Seikan: Yes, trust is very important - both in relation to whatever despair that may have brought us to engage with Zen in the first place, and in relation to letting go fully into the practice and into life itself. Again, to say this is just another idea, and as an idea it may well appear to be "but a mystery". But in practice its application is very concrete and simple, not mysterious or mystical. Zen practice involves being engaged in very concrete ways, here and now, again and again.

As I remarked earlier, the structure of Zen provides a live picture frame whereby we can let go of trying to control and comprehend the nature of the picture itself. So we adopt the picture frame - in sitting, bowing, working, eating, sleeping, and sitting - and we choose to trust it. So when there is despair there is despair, when there is joy there is joy, when thoughts arise thoughts arise, and when there is stillness there is stillness. Having and trusting the frame enables us to accept the present painting as it is - and gradually or suddenly we realize just to be that painting, now and now and now.

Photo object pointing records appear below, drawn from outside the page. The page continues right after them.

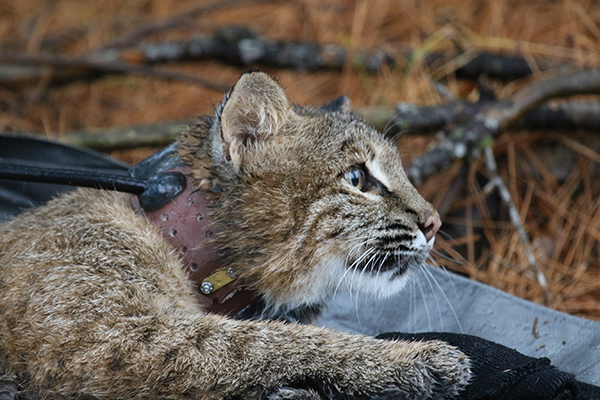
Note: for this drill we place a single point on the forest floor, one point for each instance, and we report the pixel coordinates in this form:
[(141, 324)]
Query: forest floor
[(553, 177)]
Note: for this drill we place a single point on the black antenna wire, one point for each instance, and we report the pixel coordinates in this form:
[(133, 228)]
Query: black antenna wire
[(98, 180)]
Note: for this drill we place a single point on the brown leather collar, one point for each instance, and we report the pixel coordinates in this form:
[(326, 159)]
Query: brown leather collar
[(185, 223)]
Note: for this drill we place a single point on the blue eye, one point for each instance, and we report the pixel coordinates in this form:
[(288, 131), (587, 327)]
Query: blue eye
[(356, 177)]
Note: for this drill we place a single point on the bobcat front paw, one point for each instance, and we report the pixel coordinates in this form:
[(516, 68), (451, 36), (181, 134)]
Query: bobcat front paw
[(444, 370)]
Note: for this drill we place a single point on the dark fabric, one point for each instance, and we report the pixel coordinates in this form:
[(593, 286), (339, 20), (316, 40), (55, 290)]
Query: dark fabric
[(500, 373)]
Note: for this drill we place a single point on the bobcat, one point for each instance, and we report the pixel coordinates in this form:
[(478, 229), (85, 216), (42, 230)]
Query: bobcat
[(95, 302)]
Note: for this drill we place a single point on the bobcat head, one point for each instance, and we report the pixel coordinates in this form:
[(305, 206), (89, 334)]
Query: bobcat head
[(307, 200)]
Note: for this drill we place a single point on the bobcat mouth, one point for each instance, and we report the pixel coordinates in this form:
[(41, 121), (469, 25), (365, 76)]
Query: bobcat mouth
[(399, 263)]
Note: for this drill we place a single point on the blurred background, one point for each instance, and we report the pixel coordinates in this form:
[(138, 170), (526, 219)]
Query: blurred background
[(70, 68)]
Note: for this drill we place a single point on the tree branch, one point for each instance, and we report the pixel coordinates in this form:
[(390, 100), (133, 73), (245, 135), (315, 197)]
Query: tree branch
[(466, 138), (77, 67)]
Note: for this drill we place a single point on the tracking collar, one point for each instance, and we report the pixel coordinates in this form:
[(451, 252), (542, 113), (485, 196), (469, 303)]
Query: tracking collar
[(183, 214)]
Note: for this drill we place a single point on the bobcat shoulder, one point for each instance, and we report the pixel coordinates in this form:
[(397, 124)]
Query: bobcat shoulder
[(94, 301)]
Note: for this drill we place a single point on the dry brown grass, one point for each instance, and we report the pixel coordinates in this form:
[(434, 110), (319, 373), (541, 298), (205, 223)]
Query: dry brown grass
[(561, 217)]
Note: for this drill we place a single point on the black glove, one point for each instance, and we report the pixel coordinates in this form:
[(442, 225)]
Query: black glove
[(500, 373)]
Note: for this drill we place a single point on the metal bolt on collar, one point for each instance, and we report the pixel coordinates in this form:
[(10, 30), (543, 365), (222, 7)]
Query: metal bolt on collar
[(206, 287)]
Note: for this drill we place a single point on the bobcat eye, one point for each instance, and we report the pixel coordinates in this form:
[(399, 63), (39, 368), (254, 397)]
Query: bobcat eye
[(356, 177)]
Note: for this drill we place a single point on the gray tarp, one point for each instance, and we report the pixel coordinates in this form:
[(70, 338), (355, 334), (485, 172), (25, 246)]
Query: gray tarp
[(436, 300)]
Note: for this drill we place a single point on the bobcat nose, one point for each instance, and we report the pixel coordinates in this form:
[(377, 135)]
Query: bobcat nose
[(431, 226)]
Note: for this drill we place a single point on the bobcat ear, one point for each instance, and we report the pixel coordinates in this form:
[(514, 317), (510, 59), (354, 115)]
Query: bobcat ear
[(257, 107)]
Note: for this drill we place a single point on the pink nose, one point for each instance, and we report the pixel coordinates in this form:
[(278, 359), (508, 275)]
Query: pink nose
[(431, 226)]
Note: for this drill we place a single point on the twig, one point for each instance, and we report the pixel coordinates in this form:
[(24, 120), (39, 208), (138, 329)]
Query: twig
[(86, 67), (410, 119), (469, 137), (496, 182), (156, 135), (175, 21)]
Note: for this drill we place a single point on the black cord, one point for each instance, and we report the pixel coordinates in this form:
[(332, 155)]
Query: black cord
[(98, 180)]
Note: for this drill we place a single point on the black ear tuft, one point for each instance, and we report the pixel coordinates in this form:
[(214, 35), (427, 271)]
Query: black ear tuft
[(341, 104)]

In my case, there is a number of community projects that I am involved with here in Melbourne. One is Melbourne Zen Meditation (www.zenmeditation.org.au), which I run with the aim of engaging people from all walks of life in "just sitting". There are different meeting formats, as well as talks, courses, etc. Then there is the Melbourne Zen Hospice (www.zenhospice.org.au), which is an organization providing free practical, emotional, and spiritual support to patients nearing the end of life, including their carers (caregivers) and families, across Melbourne.

I also have some interest and involvement in some other areas, such as cancer and mind-body medicine, drug rehabilitation, homelessness, prisons, corporate training, and private counseling - partly as income generating activities. Generally speaking, I am most interested in being engaged around the roadblocks which all of us encounter at different times and in different ways. As a web portal for all of the above there is www.zen.org.au, which is itself a registered non-profit org, and has as its mission to develop and operate "projects that offer practical and spiritual support to individuals and the community in ways expressive of Zen".

MH: The picture frame metaphor really helps me, in relationship to acceptance and trust. I am compelled to ask one more question, and then I would like to conclude the interview. I have thoroughly enjoyed this process and want to thank you so much for participating and sharing so much. My last question has to do with the apparent duality present in the recognition of the picture frame and the recognizer of the picture frame. Do you see a relationship here between witness and picture, or is this question another "out-of-body" entertaining of ideas?

Seikan: Metaphors can be helpful, so long as we let go of them before too long. If one metaphor works from one angle, it will not work from another. This is why practicing Zen and sharing ideas about Zen are in different ballparks. Ideas, even the most interesting ones, are essentially about creating stops and closing things down, whereas Zen practice is more about opening up and letting things move. So in dealing with ideas, the most Zen way is perhaps to contradict one idea with the next, hence the Zen method of Koan practice.

But you are right about the presence of duality - and not just between "recognition" and "recognizer" in the picture frame metaphor, but as earlier mentioned also between "intent" and "letting go" in the way we normally begin to practice. Without the presence of duality, there would be no need to practice Zen in the first place. But then in the course of practice, especially from the core of sitting meditation, duality begins to recede and reality sets in. In practice even the duality between the relative and the absolute is not a real issue - "form is emptiness, and emptiness is form".

MH: I understand. Of course. Well said. Thank you so much for your willingness to share and discuss your understanding of Zen and meditation practice in this meditation interview.